Es sorprendente que esta termine siendo la película más sincera de François Ozon. Sorprendente, porque parte de un relato ajeno y, sobre todo, porque parece tratada bajo los códigos de un humor autoparódico absolutamente inédito en su filmografía. No es difícil averiguar por qué la novela de Ruth Rendell ha llamado la atención del realizador, pues en ella se condensan buena parte de los temas que le han fascinado siempre: la vida de un grupo de personajes después de la muerte de su nexo de unión, la puesta en crisis de los mecanismos sociales, la identidad personal o cómo se gesta el mal en el seno de una familia ejemplar.
El relato contiene todo ello envuelto en una sucesión de capas que se reflejan las unas en las otras y que terminan por construir un complejo tejido argumental. La película comienza con la amistad entre dos amigas resumida en una breve exposición de momentos anecdóticos. Tras la muerte de una de ellas, la protagonista del filme se compromete a hacerse cargo de la familia de la fallecida, un padre y una hija ahora solos en el mundo. La chica descubrirá pronto que el hombre acostumbra a vestirse de mujer para calmar a su hija, como si la presencia femenina generase en el bebé una extraña serenidad. Las motivaciones de este personaje travestido acaparan enseguida la atención del relato hasta convertirlo en el tema central.

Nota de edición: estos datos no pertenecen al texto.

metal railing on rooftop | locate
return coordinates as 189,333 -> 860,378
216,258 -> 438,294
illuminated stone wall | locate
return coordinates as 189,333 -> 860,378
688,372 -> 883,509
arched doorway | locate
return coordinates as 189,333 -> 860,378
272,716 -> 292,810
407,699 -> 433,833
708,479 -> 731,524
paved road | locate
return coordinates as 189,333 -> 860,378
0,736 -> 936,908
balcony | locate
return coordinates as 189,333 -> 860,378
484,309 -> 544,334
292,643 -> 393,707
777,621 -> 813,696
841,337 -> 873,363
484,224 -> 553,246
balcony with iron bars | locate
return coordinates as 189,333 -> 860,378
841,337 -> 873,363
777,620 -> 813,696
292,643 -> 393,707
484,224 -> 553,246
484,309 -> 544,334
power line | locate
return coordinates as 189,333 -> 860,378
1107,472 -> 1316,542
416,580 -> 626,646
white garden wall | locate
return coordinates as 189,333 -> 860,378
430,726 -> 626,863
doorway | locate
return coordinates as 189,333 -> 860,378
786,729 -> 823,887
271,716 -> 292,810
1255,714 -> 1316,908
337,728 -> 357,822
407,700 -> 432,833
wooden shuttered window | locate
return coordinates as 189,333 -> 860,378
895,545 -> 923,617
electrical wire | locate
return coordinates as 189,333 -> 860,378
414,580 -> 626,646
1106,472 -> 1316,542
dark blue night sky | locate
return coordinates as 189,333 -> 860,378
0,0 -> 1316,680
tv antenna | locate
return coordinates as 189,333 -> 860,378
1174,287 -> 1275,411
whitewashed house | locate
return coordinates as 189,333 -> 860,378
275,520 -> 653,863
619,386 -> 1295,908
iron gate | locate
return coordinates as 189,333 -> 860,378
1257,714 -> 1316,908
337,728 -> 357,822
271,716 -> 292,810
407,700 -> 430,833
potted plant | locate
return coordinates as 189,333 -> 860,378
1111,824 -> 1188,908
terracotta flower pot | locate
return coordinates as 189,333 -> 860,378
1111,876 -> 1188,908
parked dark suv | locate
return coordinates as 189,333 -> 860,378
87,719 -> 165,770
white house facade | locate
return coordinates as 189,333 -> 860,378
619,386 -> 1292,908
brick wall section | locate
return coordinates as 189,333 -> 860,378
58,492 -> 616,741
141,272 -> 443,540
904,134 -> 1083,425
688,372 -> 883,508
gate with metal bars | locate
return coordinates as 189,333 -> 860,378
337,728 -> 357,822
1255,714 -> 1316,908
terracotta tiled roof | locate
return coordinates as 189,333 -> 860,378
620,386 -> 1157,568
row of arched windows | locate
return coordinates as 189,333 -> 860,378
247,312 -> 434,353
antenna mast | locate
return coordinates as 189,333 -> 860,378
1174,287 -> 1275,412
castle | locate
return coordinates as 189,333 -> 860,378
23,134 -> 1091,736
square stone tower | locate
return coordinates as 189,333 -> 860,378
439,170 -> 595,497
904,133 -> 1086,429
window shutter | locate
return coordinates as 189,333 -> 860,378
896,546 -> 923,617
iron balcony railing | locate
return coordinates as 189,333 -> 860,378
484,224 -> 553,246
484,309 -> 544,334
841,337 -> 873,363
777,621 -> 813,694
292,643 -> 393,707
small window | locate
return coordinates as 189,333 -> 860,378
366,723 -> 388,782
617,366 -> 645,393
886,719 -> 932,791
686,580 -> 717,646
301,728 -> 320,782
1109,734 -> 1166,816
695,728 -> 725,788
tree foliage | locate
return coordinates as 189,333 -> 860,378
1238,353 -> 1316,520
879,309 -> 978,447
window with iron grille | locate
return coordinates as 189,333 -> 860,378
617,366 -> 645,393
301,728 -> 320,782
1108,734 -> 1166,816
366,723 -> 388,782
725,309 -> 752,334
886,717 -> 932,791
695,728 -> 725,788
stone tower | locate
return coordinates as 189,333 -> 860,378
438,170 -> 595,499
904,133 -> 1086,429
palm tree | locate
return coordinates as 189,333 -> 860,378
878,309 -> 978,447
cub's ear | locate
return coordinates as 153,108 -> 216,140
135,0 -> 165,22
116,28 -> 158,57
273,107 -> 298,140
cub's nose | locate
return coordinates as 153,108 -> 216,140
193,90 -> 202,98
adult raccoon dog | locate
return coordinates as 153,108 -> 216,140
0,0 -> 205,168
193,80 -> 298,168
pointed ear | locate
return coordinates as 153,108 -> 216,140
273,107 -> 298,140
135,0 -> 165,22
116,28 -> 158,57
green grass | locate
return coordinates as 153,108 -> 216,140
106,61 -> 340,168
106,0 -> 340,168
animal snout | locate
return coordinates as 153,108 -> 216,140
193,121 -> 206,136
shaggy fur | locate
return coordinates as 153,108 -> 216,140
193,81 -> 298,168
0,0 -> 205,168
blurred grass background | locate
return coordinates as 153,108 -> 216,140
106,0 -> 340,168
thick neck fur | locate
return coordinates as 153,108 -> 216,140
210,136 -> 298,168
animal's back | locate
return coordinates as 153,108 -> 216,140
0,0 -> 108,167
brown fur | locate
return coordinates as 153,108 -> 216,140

Ozon no sabe acercarse a una situación así desde la ternura. Iría contra su propia forma de ver el mundo como cineasta. En su lugar, escoge aproximarse a sus personajes, al padre travestido y a su amiga cómplice, bajo un delicado tono humorístico que el director no controla con exactitud y que cae, en la mayoría de las ocasiones, en un peligroso ridículo. El filme parece querer reírse de la falta de sentido de muchas imposiciones sociales con respecto al rol de los hombres y de las mujeres; sin embargo, las imágenes no parecen proponer una lectura tan precisa. Quizás sea porque a Ozon también le interesa mostrar la perversión que sustenta en cierta manera la elección del hombre, en tanto que reconoce pronto que lo hace más por su puro placer que por contentar a su hija. Pero el tono del relato desdibuja las intenciones, buscando un equilibrio entre esa inquietud y una cierta naturalidad que nunca llega.
Lo que queda es una autoparodia que, de ser autoconsciente, acusa un exceso de contención y una ausencia de todo riesgo, tanto en la ética del argumento como en las formas de la película, que impiden despegar al filme durante sus vaivenes inciertos y caprichosos. El esperpento de algunas de sus imágenes remiten más a una cierta incapacidad para proponer una puesta en escena rotunda, que a esa supuesta intención autoparódica, una cualidad que convendría atribuirle a la película con el ánimo de no pensar en ella en los términos del despropósito.
La música de Philippe Rombi imita sin pudor alguno el procedimiento armónico y discursivo de Philip Glass en la banda sonora de Las Horas (Stephen Daldry, 2002), lo cual ahonda aún más en el desconcierto general. ¿Se trata de una elección autoconsciente, hecha con el ánimo de dinamitar los códigos del drama contemporáneo más anodino? ¿Se trata de un drama realizado con sorprendente desidia? ¿La nueva amiga intenta parodiar a sus coetáneas, o simplemente intenta boicotearse a sí misma poniendo en crisis todo su dispositivo de representación? Quizá la respuesta se encuentre en esa sinceridad de Ozon como cineasta, que se muestra incapaz de filmar con una ternura que su mirada nunca ha tenido, pero que también filma la resurrección de su personaje bajo un profundo respeto. Tal vez en ese respeto pueda hallarse la clave definitiva con la que descifrar esta compleja película, llena de recovecos perversos: si el cineasta cree tanto en la resurrección y nueva vida de su personaje, es porque considera que su vida anterior había sido una mentira. En ese sentido, Ozon ha filmado un epílogo en el que tiene fe absoluta y una película completa en la que nunca creyó.